Driving past the elementary school a few blocks from my house, I noticed a small truck riding on my bumper. I ignored the driver since this was a 25 mile-per-hour residential street and we were passing a school. I wasn’t in a hurry.
Apparently he was.
He gunned his engine, veered over the double-yellow lines in the road and leered at me as he blew past in his four-wheel drive. He didn’t just pass me and return to the right lane. He continued down the wrong side of the street for two blocks and made a left turn, on the wrong side of the concrete median, nearly smashing into a car crossing the intersection.
“What an idiot,” I thought to myself. Somebody should report him.
My neighbor was white-knuckled as I turned past her and noticed the flustered expression on her face from the near collision with the wrong-way driver. I watched for the truck and noticed it turning around in a cul-de-sac. I slowed to memorize the license plate number and proceeded on my way.

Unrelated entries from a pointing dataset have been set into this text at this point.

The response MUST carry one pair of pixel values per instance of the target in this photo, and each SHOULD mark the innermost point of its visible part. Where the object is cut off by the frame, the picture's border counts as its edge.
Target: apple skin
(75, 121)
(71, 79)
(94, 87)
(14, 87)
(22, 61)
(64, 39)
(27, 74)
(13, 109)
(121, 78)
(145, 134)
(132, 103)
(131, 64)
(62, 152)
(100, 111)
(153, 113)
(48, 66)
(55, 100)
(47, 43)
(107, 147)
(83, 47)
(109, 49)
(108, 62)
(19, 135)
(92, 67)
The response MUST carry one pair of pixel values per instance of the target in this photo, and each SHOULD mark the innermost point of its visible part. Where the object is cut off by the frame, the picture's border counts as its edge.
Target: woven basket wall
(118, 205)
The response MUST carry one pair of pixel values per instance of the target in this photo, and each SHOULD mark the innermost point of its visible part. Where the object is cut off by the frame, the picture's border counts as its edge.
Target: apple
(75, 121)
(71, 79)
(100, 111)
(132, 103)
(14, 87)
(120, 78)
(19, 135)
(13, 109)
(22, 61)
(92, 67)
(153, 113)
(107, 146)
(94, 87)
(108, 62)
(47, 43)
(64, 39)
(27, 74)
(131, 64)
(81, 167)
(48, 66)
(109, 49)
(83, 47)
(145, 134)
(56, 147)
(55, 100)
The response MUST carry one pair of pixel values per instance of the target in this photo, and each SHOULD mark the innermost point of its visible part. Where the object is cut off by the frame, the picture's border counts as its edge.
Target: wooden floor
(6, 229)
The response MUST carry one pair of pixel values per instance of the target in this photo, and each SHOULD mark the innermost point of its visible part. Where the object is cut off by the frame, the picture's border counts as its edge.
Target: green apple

At the next stop sign, I noticed he was again right behind me. Since I live on a corner, I proceeded across the intersection, parked and noticed the man pulling up right behind me. With his window rolled down, he proceeded to curse and threaten me if I reported him since he said he saw me looking at his license plate number. My daughter was riding her tricycle on the street in our cul-de-sac. I quickly snatched her up in my arms and ran into the house. I didn’t know if the man had a weapon, he was visibly upset and continued with the profanities.
I called 9–1–1 immediately and told the operator that a man in a truck had followed me to my house and was threatening me. She asked if he was still there and when I looked out, he had driven away. She said she would dispatch a police officer.
About 15 minutes later a squad car rolled up to the house and an officer came to the door. We chatted briefly about the incident and he invited me to step outside so we would be out of earshot of the children. He asked for details. Cursing and profanity are not welcome in our household so without repeating the words, I detailed the specific threats made, the intimidation I felt personally and fear for my family.
The officer listened intently and respectfully. Then, he said, well I have good news and bad news. The good news is that I’ve already met with the man and talked with him about what happened and he gave pretty much the same story.
“The man said he had a bad day.” (A bad day and he threatened me and nearly T-boned my neighbor?)
The officer then told me he explained to the man that he would be arrested if he had any future contact with me.
“The bad news is that he is your neighbor and lives just down the street,” the officer said.
The officer explained that he encountered the man at his house — getting ready to return on his bicycle to my house — purportedly with the intent to explain his behavior.
The officer told him in no uncertain terms that if he stepped onto my property he would be arrested — even if his intent were to apologize. A police report would be filed and no contact whatsoever would be allowed now or in the future. Furthermore, the officer told me he was patrolling my neighborhood that evening and gave me his personal cell phone number and told me to call him immediately if the man showed up at my house. He told me he had warned the man again not to come back to my house now — or a year from now — and that any reported contact would result in his arrest.
I was astounded at two things: the level of personal service the officer provided — specifically his personal cell phone number for immediate action and the threat of arrest for any contact this person might consider with me now or in the future. I imagined there was a precedent from this seemingly aggressive, zero-tolerance approach. The likely scenario is that future contact typically escalates into violence.
This gave me confidence in the law enforcement process and I was glad to have an officer with a take-charge attitude on my side. It’s a tough job and somebody has to do it. It’s just not the job for me.